In 1877 some 400 cutters at Vinalhaven were able to make what was called ‘fair average wage’, but the next year wages dropped so drastically that one worker cried, “How long will this community permit itself to be doomed to misery, poverty and degradation (sic)?”

In 1878 ,the company ordered the Vinalhaven manager to fire 30 leading members of the union. Dr. Grindle reports:

“An uprising the likes of which had never been seen in Maine followed. Two hundred men went on strike. A relief committee was set up that established its own general store to receive food contributions from sympathetic citizens. Union branches in other parts of the nation made contributions. Remarkably, peace and order were maintained. There were no demonstrations, no scenes of drunkenness. Funds in the union treasury enabled payment of six dollars a week to about 200 men on strike.”

The company hired 30 scabs. Bodwell declared that the day might well come when stone cutters would be glad to work for a dollar a day. Finally on May 1, 1878, the strike came to an end. Bodwell claimed victory since the men returned at the old piece work wages. He said, “We have made no increase and no promises because of the strike.” He added, “An increased wage was ordered on a portion of the work several days. before the. strike.”

That statement was interpreted by the union to mean that the advance had been secured by the strike. Anyhow bad feelings were eased, and by mid-summer 450 cutters were on the job.

In 1884 stone cutters for the Washington Monument laid down their tools and walked out. It was a piece work project, and the workers complained that they could not make a living on the forty cents per square foot they were paid. This time the union won, for the men went back to work for 60 cents a square foot.

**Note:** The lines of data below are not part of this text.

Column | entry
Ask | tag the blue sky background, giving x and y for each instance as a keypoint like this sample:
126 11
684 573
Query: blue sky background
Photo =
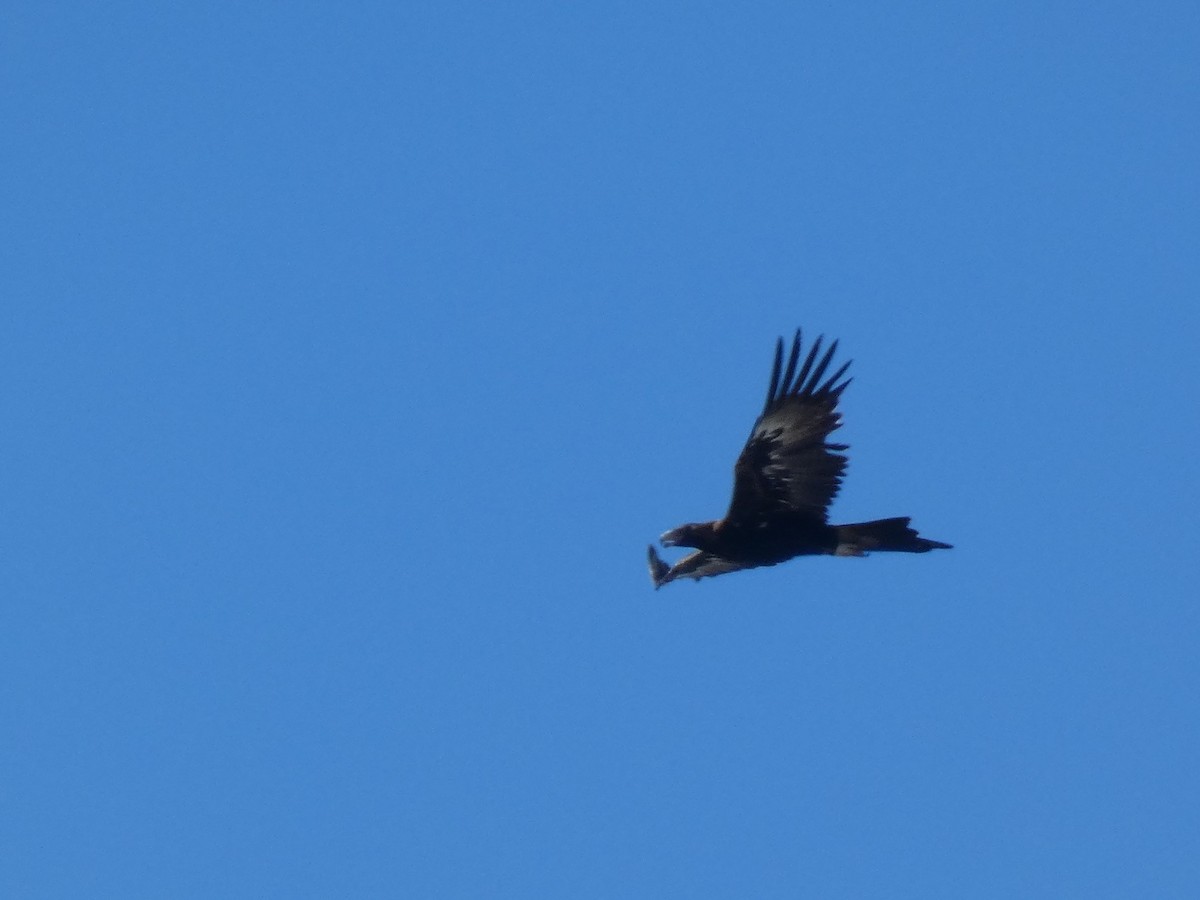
352 354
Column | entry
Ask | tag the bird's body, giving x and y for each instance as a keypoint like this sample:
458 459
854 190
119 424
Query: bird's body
784 483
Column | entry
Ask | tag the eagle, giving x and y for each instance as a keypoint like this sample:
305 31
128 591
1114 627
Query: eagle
784 483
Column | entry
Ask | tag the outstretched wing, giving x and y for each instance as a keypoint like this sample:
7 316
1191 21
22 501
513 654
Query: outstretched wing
787 468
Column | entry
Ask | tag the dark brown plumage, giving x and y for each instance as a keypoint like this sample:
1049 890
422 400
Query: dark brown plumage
784 483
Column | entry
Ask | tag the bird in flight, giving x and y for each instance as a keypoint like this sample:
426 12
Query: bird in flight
784 483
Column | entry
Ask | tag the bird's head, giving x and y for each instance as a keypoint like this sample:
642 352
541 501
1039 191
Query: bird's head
696 534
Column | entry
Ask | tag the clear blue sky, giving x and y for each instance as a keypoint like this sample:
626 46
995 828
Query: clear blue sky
353 353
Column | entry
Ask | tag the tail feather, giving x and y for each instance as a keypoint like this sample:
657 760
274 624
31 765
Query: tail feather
887 534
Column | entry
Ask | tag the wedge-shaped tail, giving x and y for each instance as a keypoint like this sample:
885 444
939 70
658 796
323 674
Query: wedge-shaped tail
893 534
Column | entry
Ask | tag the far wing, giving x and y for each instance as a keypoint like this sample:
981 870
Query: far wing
787 468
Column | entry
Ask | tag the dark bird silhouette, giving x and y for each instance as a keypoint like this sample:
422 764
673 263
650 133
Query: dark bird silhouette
784 483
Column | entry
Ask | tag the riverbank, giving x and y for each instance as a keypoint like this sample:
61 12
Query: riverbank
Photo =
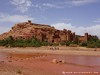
38 61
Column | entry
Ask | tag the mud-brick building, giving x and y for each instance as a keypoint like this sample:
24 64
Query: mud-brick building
42 32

In 1887 a Knights of Labor committee met with representatives of the Bodwell Company to arrange [a] new scale of wages. The Kennebec Journal editorially sided with the company, saying:

“A scale of wages is the universally recognized method in adjusting grievances among stone workers, but in this section of the country it is little used, and it is now unreasonable to leave a company bound to an agreement while other companies are under no obligation.”

However, the Journal did pay tribute to the Vinalhaven union. It said,

“The Vinalhaven Knights of Labor are conservative, reasonable and cool-headed men who are fully alive to the welfare of the town.”

A settlement was soon made but not one that eliminated I piece work, as the union wanted. Not until 1889 did the Maine Legislature enact a law for uniform wages for granite workers. With it came an act requiring payments to be made fortnightly instead of once a month. The union did, however, receive a setback by another legislation enactment called the Intimidation Law. It said:

“Whoever by threat, intimidation or force shall prevent any person from entering into, or continuing employment in any firm or corporation, shall be punished by imprisonment of not more than two years, or by a fine not exceeding $500.”

To the union that meant that scab labor would be protected by the State. As time went on the union gained more strength, but the granite industry declined and finally came to its end before union labor in any Maine industry had reached its full strength.

While it lasted, it was a profitable and far reaching part of the Maine economy – that granite from the quarries of Maine.